I get the importance of formal competition and find it invaluable. But perspective is at least as important. Being very specific about what you do to win and lose points can help as well. There is little point developing an all powerful forehand if everyone knows that if they do a backhand serve into your forehand, you will pop it up for an easy kill. Your level may have changed, but it will hardly help in a situation where everyone knows the cheat code to playing you (other than making it inevitable that you have to address the weakness). IT's more fun to work on the killer forehand, but it is far more important to train serviceable return options for that short forehand serve, more so because the weakness will get easier to exploit as you get better.
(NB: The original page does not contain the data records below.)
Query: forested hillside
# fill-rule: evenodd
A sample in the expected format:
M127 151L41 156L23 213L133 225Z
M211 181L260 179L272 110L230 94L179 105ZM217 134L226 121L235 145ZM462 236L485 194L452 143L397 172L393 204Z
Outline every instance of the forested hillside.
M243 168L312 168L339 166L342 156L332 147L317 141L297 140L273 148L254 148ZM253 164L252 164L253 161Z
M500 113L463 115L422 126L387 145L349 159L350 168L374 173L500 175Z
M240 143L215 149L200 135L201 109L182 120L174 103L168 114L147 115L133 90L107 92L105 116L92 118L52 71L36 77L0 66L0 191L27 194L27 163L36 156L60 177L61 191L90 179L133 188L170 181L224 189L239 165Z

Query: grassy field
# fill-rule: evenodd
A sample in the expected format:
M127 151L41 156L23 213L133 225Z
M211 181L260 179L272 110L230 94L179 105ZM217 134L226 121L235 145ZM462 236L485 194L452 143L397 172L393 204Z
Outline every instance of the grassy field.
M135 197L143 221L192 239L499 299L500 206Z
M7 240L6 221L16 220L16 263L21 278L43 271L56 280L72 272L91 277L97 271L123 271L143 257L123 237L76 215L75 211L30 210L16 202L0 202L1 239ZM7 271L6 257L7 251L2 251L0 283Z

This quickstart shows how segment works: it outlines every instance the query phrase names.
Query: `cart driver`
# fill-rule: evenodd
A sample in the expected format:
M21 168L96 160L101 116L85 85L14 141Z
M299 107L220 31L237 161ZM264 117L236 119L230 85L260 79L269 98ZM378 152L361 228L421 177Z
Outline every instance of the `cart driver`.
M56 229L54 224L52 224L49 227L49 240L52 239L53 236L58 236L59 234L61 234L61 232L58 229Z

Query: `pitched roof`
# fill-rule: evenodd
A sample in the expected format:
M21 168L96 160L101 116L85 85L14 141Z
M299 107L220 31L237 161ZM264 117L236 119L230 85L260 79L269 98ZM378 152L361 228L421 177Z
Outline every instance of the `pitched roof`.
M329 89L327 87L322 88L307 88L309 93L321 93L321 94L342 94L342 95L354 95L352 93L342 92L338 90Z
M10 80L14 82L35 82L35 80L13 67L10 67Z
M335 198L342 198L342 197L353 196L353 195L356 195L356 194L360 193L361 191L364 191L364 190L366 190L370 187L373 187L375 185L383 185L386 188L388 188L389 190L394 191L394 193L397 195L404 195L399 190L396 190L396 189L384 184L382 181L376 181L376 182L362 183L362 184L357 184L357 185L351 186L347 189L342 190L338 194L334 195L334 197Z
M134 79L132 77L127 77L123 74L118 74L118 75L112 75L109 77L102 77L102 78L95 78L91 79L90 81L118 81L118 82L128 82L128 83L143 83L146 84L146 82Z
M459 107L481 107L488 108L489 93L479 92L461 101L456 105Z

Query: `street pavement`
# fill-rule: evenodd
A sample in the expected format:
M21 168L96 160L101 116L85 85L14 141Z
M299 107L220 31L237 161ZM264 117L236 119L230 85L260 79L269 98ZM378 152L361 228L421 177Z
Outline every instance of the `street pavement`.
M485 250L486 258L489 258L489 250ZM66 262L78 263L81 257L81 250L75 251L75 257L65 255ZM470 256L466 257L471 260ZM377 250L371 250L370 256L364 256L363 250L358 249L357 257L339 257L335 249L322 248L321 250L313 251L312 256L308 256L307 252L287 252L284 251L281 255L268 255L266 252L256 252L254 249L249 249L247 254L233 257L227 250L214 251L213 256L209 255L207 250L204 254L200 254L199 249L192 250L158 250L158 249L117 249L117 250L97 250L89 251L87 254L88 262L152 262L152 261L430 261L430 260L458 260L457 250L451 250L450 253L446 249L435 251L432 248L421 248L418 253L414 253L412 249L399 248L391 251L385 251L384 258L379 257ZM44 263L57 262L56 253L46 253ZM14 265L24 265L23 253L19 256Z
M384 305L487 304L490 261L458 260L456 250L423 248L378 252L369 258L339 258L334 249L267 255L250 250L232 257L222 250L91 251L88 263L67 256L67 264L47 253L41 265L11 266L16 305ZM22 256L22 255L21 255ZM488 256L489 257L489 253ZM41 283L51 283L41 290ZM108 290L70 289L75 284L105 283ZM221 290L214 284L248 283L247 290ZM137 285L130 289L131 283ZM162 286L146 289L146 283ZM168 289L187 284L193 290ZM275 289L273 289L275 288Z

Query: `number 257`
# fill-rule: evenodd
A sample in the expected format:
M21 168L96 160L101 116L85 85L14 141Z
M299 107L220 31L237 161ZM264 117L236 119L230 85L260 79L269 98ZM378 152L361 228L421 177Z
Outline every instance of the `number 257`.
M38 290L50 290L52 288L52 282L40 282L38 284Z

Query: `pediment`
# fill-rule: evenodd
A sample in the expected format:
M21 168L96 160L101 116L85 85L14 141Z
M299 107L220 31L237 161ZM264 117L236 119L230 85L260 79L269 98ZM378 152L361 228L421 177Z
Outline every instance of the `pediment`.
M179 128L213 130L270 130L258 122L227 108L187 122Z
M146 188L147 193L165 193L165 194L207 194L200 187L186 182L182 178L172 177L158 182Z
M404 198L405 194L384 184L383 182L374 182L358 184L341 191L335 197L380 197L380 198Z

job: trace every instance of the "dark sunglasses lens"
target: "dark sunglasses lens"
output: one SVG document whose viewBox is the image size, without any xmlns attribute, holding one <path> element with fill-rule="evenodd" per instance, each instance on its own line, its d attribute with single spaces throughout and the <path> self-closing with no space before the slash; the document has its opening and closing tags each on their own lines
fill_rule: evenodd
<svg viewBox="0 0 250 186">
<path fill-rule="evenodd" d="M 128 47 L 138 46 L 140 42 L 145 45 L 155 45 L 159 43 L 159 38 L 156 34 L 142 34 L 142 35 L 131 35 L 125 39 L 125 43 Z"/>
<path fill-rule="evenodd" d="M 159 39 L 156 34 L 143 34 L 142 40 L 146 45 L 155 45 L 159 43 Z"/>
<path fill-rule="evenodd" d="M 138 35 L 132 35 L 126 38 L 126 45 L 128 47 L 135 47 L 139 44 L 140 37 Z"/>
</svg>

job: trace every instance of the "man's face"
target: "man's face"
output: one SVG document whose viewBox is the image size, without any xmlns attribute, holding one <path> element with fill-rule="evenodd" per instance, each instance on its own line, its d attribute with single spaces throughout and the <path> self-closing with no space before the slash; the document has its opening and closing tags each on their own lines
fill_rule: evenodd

I think the American weekly club league format, where you get bunched into groups with lots of opponents close to your level, is my favorite competition format for improving my TT. No easy matches unless you are a top of the top group and no one is close to you, you play lots of competition, and you have to stay sharp all through the event. And even if you are playing the same opponents every week, which can happen in some clubs, the variety tends to keep you sharp as people are often trying to figure you out just as you are trying to figure them out. Maintaining an advantage without real improvement is incredibly difficult.